To counteract this it is advised to:
- Increase the size of the cache
- Increase the underlying block size while retaining the same
io_size
- Choose a random distribution with a higher skew to specific regions (e.g. zipf) to avoid frequent evictions of nodes from the internal cache
- Reduce the number of jobs; More jobs put more pressure on the cache leading to more frequent evictions which lead to more writeback operations worsening fragmentation
As a general rule this leads to two things: reduce the amount of write operations, enlarge the allocation space.
fio
prints a summary of the results at then end which should look similar to this output:
fio --direct=1 --rw=randwrite --bs=4k --ioengine=external:src/fio-engine-haura.o --runtime=10 --numjobs=4 --time_based --group_reporting --name=iops-test-job --eta-newline=1 --size=4G --thread
iops-test-job: (g=0): rw=randwrite, bs=(R) 4096B-4096B, (W) 4096B-4096B, (T) 4096B-4096B, ioengine=haura, iodepth=1
...
fio-3.30
Starting 4 threads
Jobs: 4 (f=4): [w(4)][30.0%][w=12.3MiB/s][w=3147 IOPS][eta 00m:07s]
Jobs: 4 (f=4): [w(4)][54.5%][w=12.7MiB/s][w=3244 IOPS][eta 00m:05s]
Jobs: 4 (f=4): [w(4)][72.7%][w=12.8MiB/s][w=3283 IOPS][eta 00m:03s]
Jobs: 4 (f=4): [w(4)][90.9%][eta 00m:01s]
Jobs: 4 (f=4): [w(4)][100.0%][w=6422KiB/s][w=1605 IOPS][eta 00m:00s]

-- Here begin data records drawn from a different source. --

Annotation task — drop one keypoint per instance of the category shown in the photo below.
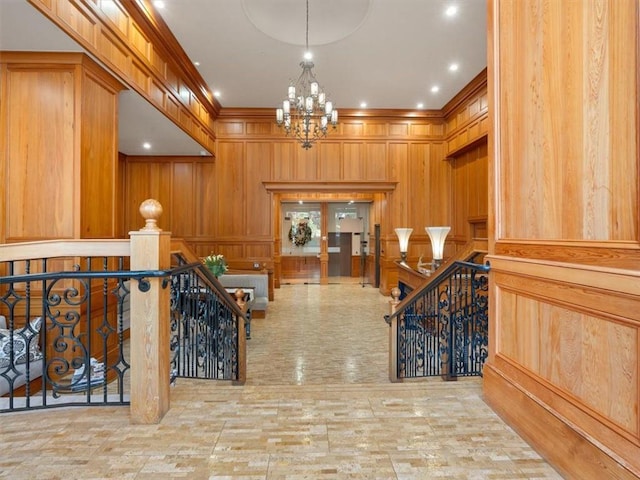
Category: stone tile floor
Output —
(317, 405)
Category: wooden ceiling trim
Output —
(330, 187)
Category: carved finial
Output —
(395, 299)
(395, 293)
(151, 210)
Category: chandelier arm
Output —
(306, 112)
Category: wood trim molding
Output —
(155, 27)
(334, 187)
(471, 89)
(134, 48)
(378, 114)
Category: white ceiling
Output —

iops-test-job: (groupid=0, jobs=4): err= 0: pid=46232: Wed Mar 1 13:42:32 2023
write: IOPS=2182, BW=8729KiB/s (8938kB/s)(85.4MiB/10024msec); 0 zone resets
clat (nsec): min=12, max=30256, avg=184.83, stdev=460.93
lat (nsec): min=1122, max=1629.4M, avg=1828274.84, stdev=26162931.82
clat percentiles (nsec):
| 1.00th=[ 14], 5.00th=[ 17], 10.00th=[ 57], 20.00th=[ 60],
| 30.00th=[ 62], 40.00th=[ 64], 50.00th=[ 66], 60.00th=[ 68],
| 70.00th=[ 99], 80.00th=[ 179], 90.00th=[ 692], 95.00th=[ 812],
| 99.00th=[ 1272], 99.50th=[ 1672], 99.90th=[ 3088], 99.95th=[ 3568],
| 99.99th=[23424]
bw ( KiB/s): min= 1664, max=24480, per=100.00%, avg=10387.06, stdev=1608.07, samples=67
iops : min= 416, max= 6120, avg=2596.72, stdev=402.01, samples=67
lat (nsec) : 20=5.94%, 50=2.40%, 100=61.71%, 250=14.51%, 500=4.29%
lat (nsec) : 750=1.49%, 1000=8.25%
lat (usec) : 2=1.07%, 4=0.30%, 10=0.01%, 20=0.01%, 50=0.01%
cpu : usr=16.99%, sys=7.73%, ctx=15964, majf=0, minf=383252
IO depths : 1=100.0%, 2=0.0%, 4=0.0%, 8=0.0%, 16=0.0%, 32=0.0%, >=64=0.0%
submit : 0=0.0%, 4=100.0%, 8=0.0%, 16=0.0%, 32=0.0%, 64=0.0%, >=64=0.0%
complete : 0=0.0%, 4=100.0%, 8=0.0%, 16=0.0%, 32=0.0%, 64=0.0%, >=64=0.0%
issued rwts: total=0,21874,0,0 short=0,0,0,0 dropped=0,0,0,0
latency : target=0, window=0, percentile=100.00%, depth=1
Run status group 0 (all jobs):
WRITE: bw=8729KiB/s (8938kB/s), 8729KiB/s-8729KiB/s (8938kB/s-8938kB/s), io=85.4MiB (89.6MB), run=10024-10024msec
Haura-specific flags
The engine implemented comes with some additional flags to modify the configuration of the started Haura instance. These flags only deactivates the translation of certain conditions usually created in fio benchmarks to Haura itself. Which can be useful for example when using tiered storage setups which cannot be described with fio.
--disrespect-fio-files
Avoid transferring fio file configuration to haura. Can be
used to use specific disks regardless of fio specification.
--disrespect-fio-direct
Use direct mode only as specified in haura configuration.
--disrespect-fio-options
Disregard all fio options in Haura. This only uses the I/O
workflow as executed by fio. Take care to ensure
comparability with results of other engines.
More examples
Have a look at the examples directory of fio
for more usage examples and jobfiles.
When performing read-only benchmarks the benchmarks include some prepopulation which might take depending on the storage medium some time to complete.